— Марианне тоже так говорила.
— Но тебя все-таки выписали из больницы?
— При условии, что я согласен принять необходимую мне помощь.
— А она тебе необходима?
— Гудвин Сеффле, психиатр, хочет беседовать со мной о музыке. По-моему, он собирается написать работу о душевных страданиях и музыке в качестве лекарства. Возможно, я помогу ему получить звание профессора, о котором он мечтает.
— Можно мне прийти на похороны? — спрашивает Габриель Холст. — Хотя я и не знал Марианне, у меня такое чувство, что это будет правильно.
Я киваю, забыв ответить.
— Жанетте тоже придет. Это моя возлюбленная. Можно?
— Конечно, — отвечаю я наконец.
— Значит, завтра увидимся.
Июнь 1971 года. Эти дни на всю жизнь остались у меня в памяти, как пятна на окне. Иногда я только их и видел. А иногда мог смотреть сквозь них, и тогда, словно лишая пятна их значения, мне открывался вид из окна. Но я еще не знал этого. Знал только, что должен проститься с Марианне, с ребенком, который был нашим с ней будущим, с жизнью, которая меня ожидала, совсем не с той жизнью, которую я вынужден вести сейчас, знал, что должен встретить ее родных и разделить с ними их горе.
Марианне еще не покинула меня. Лето поджаривает снаружи стены дома, но внутри оно кажется лишь капризной тенью. Марианне может внезапно появиться в дверях кухни и улыбнуться мне. Вещи еще не тронуты. Ее вещи, которые, наверное, в большей степени были вещами Брура Скууга. Тем не менее она предпочла жить здесь и копаться в своей жизни так, что уже не смогла ее вынести. Современная Анна Каренина. Русская, которая бросилась под поезд от беспросветной тоски и ревности. Марианне волновал этот роман. Она заставила меня прочитать его перед нашей поездкой в Вену, где мы с ней поженились.

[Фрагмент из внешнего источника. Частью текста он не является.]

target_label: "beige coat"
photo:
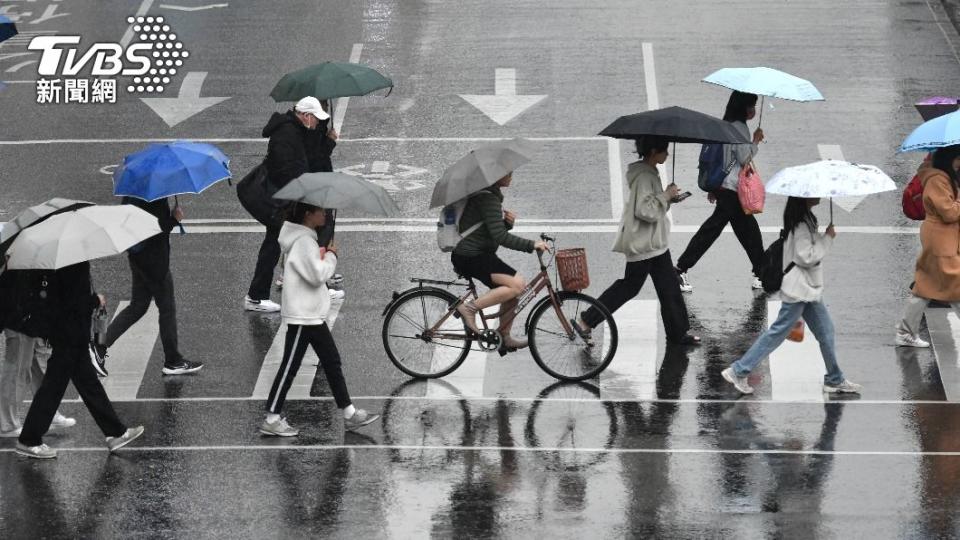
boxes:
[913,168,960,302]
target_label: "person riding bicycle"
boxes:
[450,172,547,351]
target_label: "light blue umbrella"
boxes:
[898,111,960,152]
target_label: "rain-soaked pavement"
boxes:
[0,0,960,539]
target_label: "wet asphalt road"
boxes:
[0,0,960,538]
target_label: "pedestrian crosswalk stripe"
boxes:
[101,300,160,401]
[767,302,827,402]
[595,300,661,399]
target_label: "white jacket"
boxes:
[279,221,337,326]
[613,161,670,262]
[780,223,833,302]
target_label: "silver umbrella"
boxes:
[430,139,535,208]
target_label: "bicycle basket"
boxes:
[556,248,590,291]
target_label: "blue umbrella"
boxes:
[898,111,960,152]
[113,141,231,202]
[0,15,17,43]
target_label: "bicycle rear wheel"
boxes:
[382,289,473,379]
[527,292,617,381]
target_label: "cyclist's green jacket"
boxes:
[453,186,533,257]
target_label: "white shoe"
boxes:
[894,332,930,349]
[50,411,77,428]
[823,379,863,394]
[243,296,280,313]
[720,367,753,394]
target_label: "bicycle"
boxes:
[382,234,617,381]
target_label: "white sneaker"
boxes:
[677,270,693,292]
[894,332,930,349]
[720,367,753,394]
[823,379,863,394]
[243,296,280,313]
[50,411,77,428]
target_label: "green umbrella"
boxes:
[270,62,393,101]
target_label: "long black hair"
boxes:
[783,197,818,234]
[723,90,759,123]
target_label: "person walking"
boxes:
[721,197,861,394]
[450,172,547,352]
[676,91,764,292]
[243,97,336,313]
[260,203,380,437]
[895,145,960,347]
[90,197,203,377]
[15,262,143,459]
[574,136,700,345]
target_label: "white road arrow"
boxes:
[140,71,230,127]
[460,68,547,126]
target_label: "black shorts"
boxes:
[450,253,517,289]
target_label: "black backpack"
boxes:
[760,229,796,294]
[0,270,55,338]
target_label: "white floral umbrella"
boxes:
[766,159,897,222]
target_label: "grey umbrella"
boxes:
[0,198,93,258]
[430,139,535,208]
[273,172,400,217]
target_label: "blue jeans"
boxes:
[733,302,843,385]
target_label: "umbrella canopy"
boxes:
[273,172,400,217]
[113,141,230,201]
[0,15,18,43]
[703,67,823,101]
[913,96,960,121]
[270,62,393,101]
[898,111,960,152]
[7,204,160,270]
[766,160,897,198]
[430,139,534,208]
[0,198,93,259]
[600,107,750,144]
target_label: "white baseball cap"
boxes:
[294,96,330,120]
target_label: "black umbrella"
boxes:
[600,107,750,185]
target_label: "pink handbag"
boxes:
[737,161,767,215]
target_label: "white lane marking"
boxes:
[333,43,363,133]
[767,302,827,403]
[643,43,660,111]
[607,139,624,219]
[120,0,153,49]
[925,309,960,402]
[817,144,867,212]
[250,323,320,399]
[596,300,660,400]
[100,300,160,401]
[159,4,230,11]
[0,444,960,457]
[459,68,547,126]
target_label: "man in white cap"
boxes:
[243,96,337,312]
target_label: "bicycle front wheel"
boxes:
[527,292,617,381]
[383,289,473,379]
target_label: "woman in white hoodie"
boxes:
[574,136,700,345]
[722,197,861,394]
[260,203,380,437]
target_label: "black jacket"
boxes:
[263,111,337,189]
[49,262,100,348]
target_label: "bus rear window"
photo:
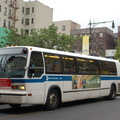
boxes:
[44,54,62,73]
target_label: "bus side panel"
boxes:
[62,81,78,102]
[101,80,117,97]
[26,82,45,104]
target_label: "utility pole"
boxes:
[88,20,115,54]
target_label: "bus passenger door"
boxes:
[28,51,45,103]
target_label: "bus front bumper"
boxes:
[0,91,29,104]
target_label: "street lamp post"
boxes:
[88,20,115,54]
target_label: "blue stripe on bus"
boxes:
[100,76,120,80]
[12,76,120,83]
[11,76,72,83]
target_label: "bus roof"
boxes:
[0,46,119,62]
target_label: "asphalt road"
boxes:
[0,97,120,120]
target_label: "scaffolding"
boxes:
[8,0,19,28]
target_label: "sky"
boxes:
[24,0,120,33]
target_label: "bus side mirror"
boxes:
[29,67,35,74]
[29,64,35,74]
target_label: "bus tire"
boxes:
[9,104,21,109]
[46,89,60,110]
[106,85,116,100]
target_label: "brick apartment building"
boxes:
[71,27,115,56]
[53,20,80,35]
[0,0,53,34]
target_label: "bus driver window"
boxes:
[28,51,44,78]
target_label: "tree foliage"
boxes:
[2,24,77,51]
[114,37,120,60]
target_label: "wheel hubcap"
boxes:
[50,93,57,106]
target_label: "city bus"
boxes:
[0,46,120,110]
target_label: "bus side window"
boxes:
[100,61,110,75]
[108,62,117,75]
[44,54,62,73]
[89,60,100,74]
[77,58,90,74]
[62,57,76,73]
[28,51,44,77]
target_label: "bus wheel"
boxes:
[106,85,116,100]
[46,89,60,110]
[9,104,21,109]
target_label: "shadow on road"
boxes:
[0,98,119,115]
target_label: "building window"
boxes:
[8,21,11,29]
[21,18,24,25]
[3,19,6,28]
[8,9,11,17]
[32,7,34,13]
[31,18,34,24]
[22,7,24,14]
[31,29,34,34]
[25,29,29,35]
[55,26,58,31]
[25,19,29,25]
[99,33,103,38]
[5,0,7,3]
[62,25,66,31]
[0,5,2,12]
[4,7,7,16]
[26,8,30,15]
[94,33,96,38]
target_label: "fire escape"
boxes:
[8,0,19,28]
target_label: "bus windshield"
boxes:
[0,54,27,78]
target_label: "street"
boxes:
[0,97,120,120]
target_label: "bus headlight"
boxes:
[12,85,25,90]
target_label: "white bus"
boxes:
[0,46,120,110]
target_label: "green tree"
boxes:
[114,37,120,59]
[0,24,77,51]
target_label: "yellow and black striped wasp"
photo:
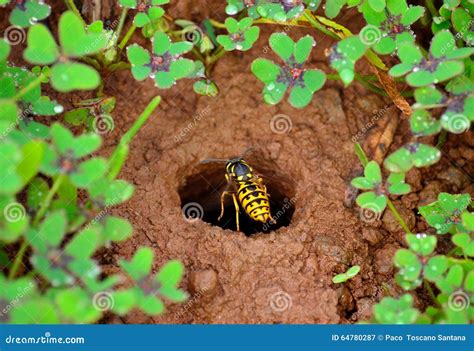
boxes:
[201,157,276,231]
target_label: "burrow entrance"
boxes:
[179,157,296,236]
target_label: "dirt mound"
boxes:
[95,17,412,323]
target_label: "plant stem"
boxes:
[107,96,161,180]
[114,7,128,46]
[119,24,137,50]
[423,280,441,308]
[354,143,369,167]
[8,239,28,280]
[206,46,225,65]
[13,71,49,101]
[425,0,439,17]
[209,18,226,29]
[387,197,411,234]
[32,174,66,226]
[8,174,66,279]
[354,143,411,234]
[304,12,342,40]
[64,0,87,26]
[436,129,448,149]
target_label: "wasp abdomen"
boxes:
[237,180,271,223]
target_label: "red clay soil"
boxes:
[4,1,474,323]
[96,2,473,323]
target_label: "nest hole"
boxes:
[179,159,295,236]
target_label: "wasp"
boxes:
[201,157,276,231]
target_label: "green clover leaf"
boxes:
[216,17,260,51]
[127,32,197,89]
[251,33,326,108]
[359,0,424,55]
[23,11,107,92]
[193,79,219,97]
[119,0,169,28]
[120,248,187,315]
[389,30,474,87]
[9,0,51,28]
[351,161,410,213]
[41,123,107,189]
[384,142,441,173]
[419,193,471,234]
[225,0,321,22]
[329,36,367,86]
[373,294,419,324]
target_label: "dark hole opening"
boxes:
[179,160,295,236]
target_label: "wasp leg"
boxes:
[217,191,234,221]
[232,193,240,232]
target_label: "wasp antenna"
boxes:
[200,158,228,164]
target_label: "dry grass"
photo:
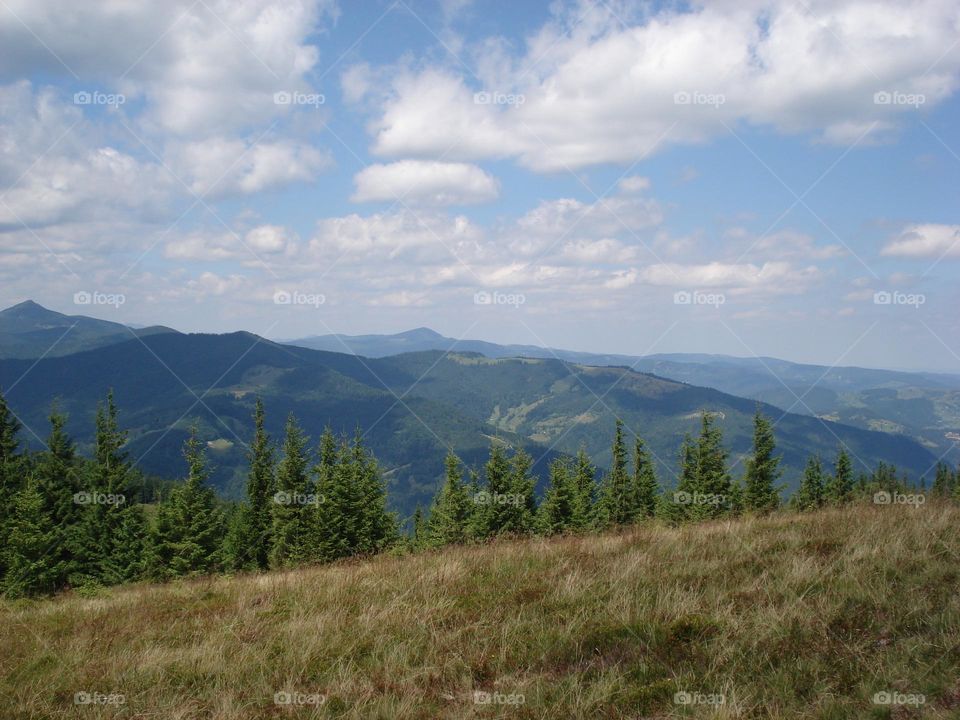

— Как женщина могла бросить своего сына, даже если она любила не его отца, а другого мужчину? — Марианне сказала это, зная, что никогда не отказалась бы от Ани, хотя уже решила уйти от Брура Скууга. Ее мучило чувство вины. В Анне Карениной она видела женщину, поступившую еще хуже.
И хотя Марианне сердилась на героиню романа за ее нерешительность и половинчатость во всем, этот роман тем не менее служил ей утешением.
Я брожу по дому Скууга и вспоминаю наши с Марианне разговоры в то время, когда мы с нею жили здесь и она, не спеша и осторожно, подготавливала меня к встрече с ее родными. А нынче меня опьяняет горе. Оно дает мне сумасшедшее ощущение счастья и близости. То, чего нам не дала жизнь, нам дает смерть. Поэтому, когда я, целый и невредимый, брожу по дому Скууга, меня мучают угрызения совести. Может быть, воспоминания о жизни до Ани, до Марианне позволяют мне смотреть на рояль и думать, что я скоро снова начну на нем играть. Лишь когда бессилие, словно тупой нож, входит мне в грудь и буквально заставляет меня упасть на колени, ко мне возвращается тоска по жизни. Меня утешает мысль о том, что нечто подобное чувствовала и Марианне. Жизнь, от которой она была готова отказаться, снова предлагала ей место. И Марианне занимала это место до следующей попытки, и до следующей, и до следующей. Жизнь все время предлагала ей место. Но когда Марианне встретила меня, она предпочла другое решение.
И я знаю, что с этой мыслью мне предстоит жить дальше. Должно быть, родные Марианне тоже так думают: лишь когда она сошлась с этим сопляком, она сумела совершить то, что хотела сделать раньше! Конечно, они должны относиться ко мне скептически, думаю я. Им интересно, кто я, играл ли я решающую роль в дестабилизации психики Марианне в последние месяцы. И я знаю, что буду смотреть на них глазами побитой собаки и даже буду чувствовать себя виноватым. Независимо от того, что руководило Марианне, я виноват в том, что не увидел и не понял этого, пока еще было время.
Я сплю в Аниной комнате. На подушке еще можно найти волосы Марианне. Ее халат висит на крючке у двери. Я засыпаю с надеждой, что она мне приснится. Но до сих пор я еще ни разу не видел ее во сне. Зато мне снится ее сестра. Она пытается мне что-то сказать. Но ее лицо словно затянуто легкой пеленой. Я прижимаю ухо к ее губам, чтобы услышать, что она говорит. Тишина.